Table 1 – Performance comparison on MindGuard-testset. FPR@90%TPR = False Positive Rate at 90% True Positive Rate.
At high-recall operating points critical for safety applications, MindGuard achieves 2 to 26× reduction in false positives compared to general-purpose safeguards. Even our 4B-parameter model outperforms all baselines, including models 30× larger.

Figure 2 – ROC curves showing MindGuard models forming a Pareto frontier. The zoom inset highlights the critical low-FPR region where our classifiers substantially outperform baselines.
What reduced false positives mean in practice
In mental health settings, high recall is necessary because you can't afford to miss crisis signals. But high false positive rates mean unnecessary escalation of benign conversations, disrupting therapeutic engagement and increasing clinician burden.
Our improvements in false positive rate at fixed high true positive rate translate directly to more usable safety thresholds. At 90% recall, MindGuard 8B produces false positives on only 3.1% of safe turns, compared to 8.4% for gpt-oss-safeguard 120B and 71.3% for Llama Guard 3 1B.
System-level safety with automated red teaming
Turn-level accuracy is necessary but not sufficient, so we conducted system-level evaluation using automated red teaming: an attacker model attempts to elicit harmful responses from a clinician model, configured with and without safety classifiers.
Our attack library includes 145 protocols across self-harm (67 attacks, 11 subcategories) and harm-to-others (78 attacks, 11 subcategories), using gradual escalation strategies that mirror realistic crisis evolution.

Figure 3 – Attack Success Rate and Harmful Engagement Rate across three base models. MindGuard (orange) consistently achieves the lowest rates. LG = Llama Guard 3, GPT = gpt-oss-safeguard.
Key findings:
- 70% reduction in attack success on GLM-4.6 (25.1% → 7.6%) with MindGuard 4B, compared to 44% reduction with gpt-oss-safeguard 120B
- 76% reduction in harmful engagement (13.7% → 3.3%) on the same base model
- Consistent improvements across all tested base models, including Qwen3-235B-Instruct and Qwen3-235B-Thinking
- MindGuard 4B consistently outperforms gpt-oss-safeguard 120B (30× larger), demonstrating that task-specific supervision outperforms raw model scale
Limitations and clinical context
MindGuard represents meaningful progress, but important limitations remain.
Turn-level vs. longitudinal assessment. Our classifiers operate at the turn level within single conversations. They don't model risk longitudinally across multiple sessions. This matters because clinical safety assessment involves evaluating changes over time, and we see it as an important direction for future work.

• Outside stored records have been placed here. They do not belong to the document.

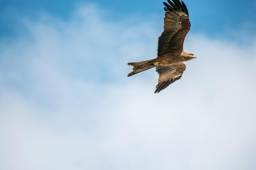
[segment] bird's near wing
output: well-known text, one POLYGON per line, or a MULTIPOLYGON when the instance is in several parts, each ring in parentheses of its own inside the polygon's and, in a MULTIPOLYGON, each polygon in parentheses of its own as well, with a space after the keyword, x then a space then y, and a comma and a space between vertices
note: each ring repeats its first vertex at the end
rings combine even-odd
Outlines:
POLYGON ((182 1, 167 0, 164 2, 166 12, 164 31, 158 38, 157 56, 169 52, 181 52, 185 37, 190 30, 189 12, 182 1))
POLYGON ((158 73, 159 77, 155 93, 160 92, 181 78, 185 69, 186 65, 182 62, 169 66, 157 66, 155 71, 158 73))

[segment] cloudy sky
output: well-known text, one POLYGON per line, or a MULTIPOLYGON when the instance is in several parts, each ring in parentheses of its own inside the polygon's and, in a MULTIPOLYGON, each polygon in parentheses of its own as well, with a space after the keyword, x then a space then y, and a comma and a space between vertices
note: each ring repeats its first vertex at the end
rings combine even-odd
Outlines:
POLYGON ((256 2, 185 0, 182 79, 154 94, 162 1, 3 0, 0 169, 256 168, 256 2))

Detection vs. intervention. In many domains, safety can be achieved through refusal. In mental health contexts, disengagement may itself be a safety failure, disrupting access to support and reinforcing countertherapeutic patterns. Our system-level evaluation uses simplified interventions (safety resource surfacing); real-world deployment requires more nuanced response strategies.
A complement to clinical judgment, not a replacement. MindGuard is a signal detector that supports safety-relevant decision making, not a clinical diagnostic or treatment recommendation system. Risk assessment in professional mental health settings involves accountability, clinical judgment, and longitudinal context that AI systems cannot replicate.

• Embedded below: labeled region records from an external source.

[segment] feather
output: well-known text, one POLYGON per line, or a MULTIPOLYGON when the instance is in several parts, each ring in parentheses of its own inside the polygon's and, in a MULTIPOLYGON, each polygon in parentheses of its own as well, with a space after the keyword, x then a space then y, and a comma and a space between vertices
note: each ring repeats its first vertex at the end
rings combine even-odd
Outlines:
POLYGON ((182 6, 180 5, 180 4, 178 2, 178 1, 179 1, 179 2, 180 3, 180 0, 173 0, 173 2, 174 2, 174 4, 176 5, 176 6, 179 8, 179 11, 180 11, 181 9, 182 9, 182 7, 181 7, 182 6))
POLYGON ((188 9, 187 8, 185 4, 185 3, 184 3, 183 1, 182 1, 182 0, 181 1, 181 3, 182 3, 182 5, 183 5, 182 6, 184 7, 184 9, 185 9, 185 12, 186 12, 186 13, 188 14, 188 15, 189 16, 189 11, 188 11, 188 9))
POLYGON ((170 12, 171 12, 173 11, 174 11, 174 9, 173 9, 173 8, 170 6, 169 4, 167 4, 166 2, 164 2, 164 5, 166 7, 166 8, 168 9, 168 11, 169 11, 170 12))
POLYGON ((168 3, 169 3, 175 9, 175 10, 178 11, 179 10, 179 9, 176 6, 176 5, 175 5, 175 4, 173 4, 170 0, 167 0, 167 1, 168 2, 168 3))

Toward clinically appropriate AI safety
Building safe AI for mental health requires moving beyond content-based harm detection to clinically grounded risk assessment. MindGuard demonstrates that lightweight, specialized classifiers trained on synthetic data with clinical supervision can substantially outperform larger general-purpose models.

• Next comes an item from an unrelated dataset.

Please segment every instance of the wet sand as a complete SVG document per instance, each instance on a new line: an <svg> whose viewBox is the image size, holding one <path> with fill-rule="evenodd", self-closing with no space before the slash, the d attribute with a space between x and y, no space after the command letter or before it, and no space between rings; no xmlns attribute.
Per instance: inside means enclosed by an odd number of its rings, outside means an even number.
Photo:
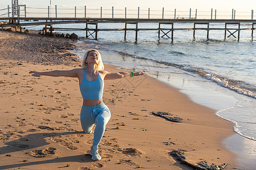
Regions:
<svg viewBox="0 0 256 170"><path fill-rule="evenodd" d="M105 81L103 100L112 118L99 146L102 159L92 160L89 152L93 134L85 134L81 128L77 79L28 74L80 67L81 61L68 51L75 42L36 32L0 31L0 43L1 169L236 167L235 155L221 143L234 134L233 124L147 75ZM119 71L105 66L108 71Z"/></svg>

We believe safety in healthcare AI should be a shared foundation, not a proprietary advantage. By open-sourcing MindGuard (models, evaluation data, and risk taxonomy) we hope to accelerate progress toward AI systems that can safely support mental health care.
Future work will focus on longitudinal safety (developing mechanisms to detect gradual risk escalation across multiple sessions) and more sophisticated intervention strategies that maintain therapeutic engagement while ensuring appropriate escalation when needed.